"You should remove all the men!" she said at the CAA meeting. Daphne Bramham was speaking about Bountiful, the Polygammy Capital of Canada. National Post calls the book, "Gripping, Illuminating and Infuriating." Much the same could be said about Daphne Bramham in person. She told an extraordinary tale though.
"The Secret Lives of Saints - Child Brides and Lost Boys in Canada's Polygamous Mormon Sect" published by Random House, 2008 was her first book. Already a National Bestseller and nominated for 4 literary awards it wasn't an easy write for this Vancouver Sun Columnist and 30 year journalist. Tasked by the paper to cover the Utah rape trial of Warren Jeffs, "the fugitive prophet" she was deadlined by Random House to have proofs read during the same trial. The extent of her research and the number of interviews that went into it alone make the book a must read on this literally hot topic. It's clearly not just about Bountiful. Sharing the unpublished material in her talk much as she does in her blog, Think Tank, she told of the hypocricy of Canada condemning the human rights abuses of the Taliban in a foreign country while turning a blind eye to what goes on publicly outside Creston, British Columbia. I've bought the book and reading it I"m envious of the hard hitting journalist style that propells the story while giving us all the facts. As an author she had to share the costs with Random House to have a lawyer read the book. In the end it was all poet Jean Kay could do to bring a fast and furious question and answer session to an end so she could thank Daphne Branham on behalf of the CAA.
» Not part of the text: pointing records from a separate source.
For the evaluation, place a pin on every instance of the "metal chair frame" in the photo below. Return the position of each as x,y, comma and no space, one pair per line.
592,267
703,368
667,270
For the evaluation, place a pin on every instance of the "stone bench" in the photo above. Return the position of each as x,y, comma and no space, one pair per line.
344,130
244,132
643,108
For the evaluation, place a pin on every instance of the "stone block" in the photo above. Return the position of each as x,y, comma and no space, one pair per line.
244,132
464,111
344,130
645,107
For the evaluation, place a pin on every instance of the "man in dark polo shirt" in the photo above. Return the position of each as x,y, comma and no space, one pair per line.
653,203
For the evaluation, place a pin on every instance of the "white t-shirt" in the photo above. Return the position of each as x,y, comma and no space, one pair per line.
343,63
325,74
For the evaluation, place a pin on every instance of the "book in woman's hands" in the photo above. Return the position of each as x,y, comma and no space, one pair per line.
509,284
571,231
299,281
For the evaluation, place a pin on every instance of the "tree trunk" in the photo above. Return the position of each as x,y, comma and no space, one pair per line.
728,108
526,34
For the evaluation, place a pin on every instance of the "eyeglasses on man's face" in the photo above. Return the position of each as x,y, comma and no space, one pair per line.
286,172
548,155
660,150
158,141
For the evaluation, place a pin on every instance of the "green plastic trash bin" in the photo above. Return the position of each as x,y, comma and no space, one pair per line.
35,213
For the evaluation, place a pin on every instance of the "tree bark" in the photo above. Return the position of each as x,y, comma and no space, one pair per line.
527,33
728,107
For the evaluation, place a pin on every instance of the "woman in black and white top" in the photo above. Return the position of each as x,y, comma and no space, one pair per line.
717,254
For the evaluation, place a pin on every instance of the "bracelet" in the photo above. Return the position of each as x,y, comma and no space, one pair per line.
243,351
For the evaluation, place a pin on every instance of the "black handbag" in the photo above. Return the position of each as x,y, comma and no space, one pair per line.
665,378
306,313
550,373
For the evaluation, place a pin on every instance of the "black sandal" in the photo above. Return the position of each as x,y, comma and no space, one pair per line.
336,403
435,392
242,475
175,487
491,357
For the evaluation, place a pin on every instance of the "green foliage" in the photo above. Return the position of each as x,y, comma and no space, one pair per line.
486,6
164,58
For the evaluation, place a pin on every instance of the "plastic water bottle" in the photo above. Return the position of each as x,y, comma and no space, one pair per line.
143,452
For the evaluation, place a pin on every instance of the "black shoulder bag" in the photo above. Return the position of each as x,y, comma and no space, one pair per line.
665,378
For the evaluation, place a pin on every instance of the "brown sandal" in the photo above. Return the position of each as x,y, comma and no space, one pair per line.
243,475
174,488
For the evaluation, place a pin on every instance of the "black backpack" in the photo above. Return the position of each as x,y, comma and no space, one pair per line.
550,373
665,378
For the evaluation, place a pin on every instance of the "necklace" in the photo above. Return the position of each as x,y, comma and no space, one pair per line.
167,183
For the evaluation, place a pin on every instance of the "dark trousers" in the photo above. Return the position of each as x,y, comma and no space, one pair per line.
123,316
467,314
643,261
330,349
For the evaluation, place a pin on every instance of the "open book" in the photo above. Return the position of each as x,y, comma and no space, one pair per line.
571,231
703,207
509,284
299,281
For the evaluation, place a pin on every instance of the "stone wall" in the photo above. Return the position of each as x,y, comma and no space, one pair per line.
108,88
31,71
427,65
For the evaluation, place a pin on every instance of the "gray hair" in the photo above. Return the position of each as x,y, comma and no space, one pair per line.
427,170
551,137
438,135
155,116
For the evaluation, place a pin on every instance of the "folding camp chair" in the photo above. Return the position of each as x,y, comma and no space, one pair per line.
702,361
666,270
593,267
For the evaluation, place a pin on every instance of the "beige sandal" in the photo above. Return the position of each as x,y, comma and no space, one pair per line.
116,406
After, it was just great to meet with all the other authors and hear how they were progressing. Arriving late I'd been glad that Cathy Barzo was there to catch me up. Mackay has his book out to publishers. He commented on my 'dramatic' late entrance. Craig McLachlan arriving minutes later, no doubt waiting for the right moment, upstaged me. Bernice (Colour of Words) was reading something about dead people she recommended. I've only a ghost of a title so must email her for it's resurrection. Margaret (Just Mary) and Perry from "Our" writer's circle made me feel all Bloomsbury when outsiders shared they'd heard great things about "Our" writer's circle. Nuttall-Smith had his book about 10th century meso american priests and warriors out to the reader. I told him how much I admired his painting. He said he might have prints out for the next CAA auction. Dalton was at the door so I could tell him we'd been reading his nautical adventure book, Baychimo, on my sailboat. There were dozens more there but I've forgotten their names because I haven't yet read their books.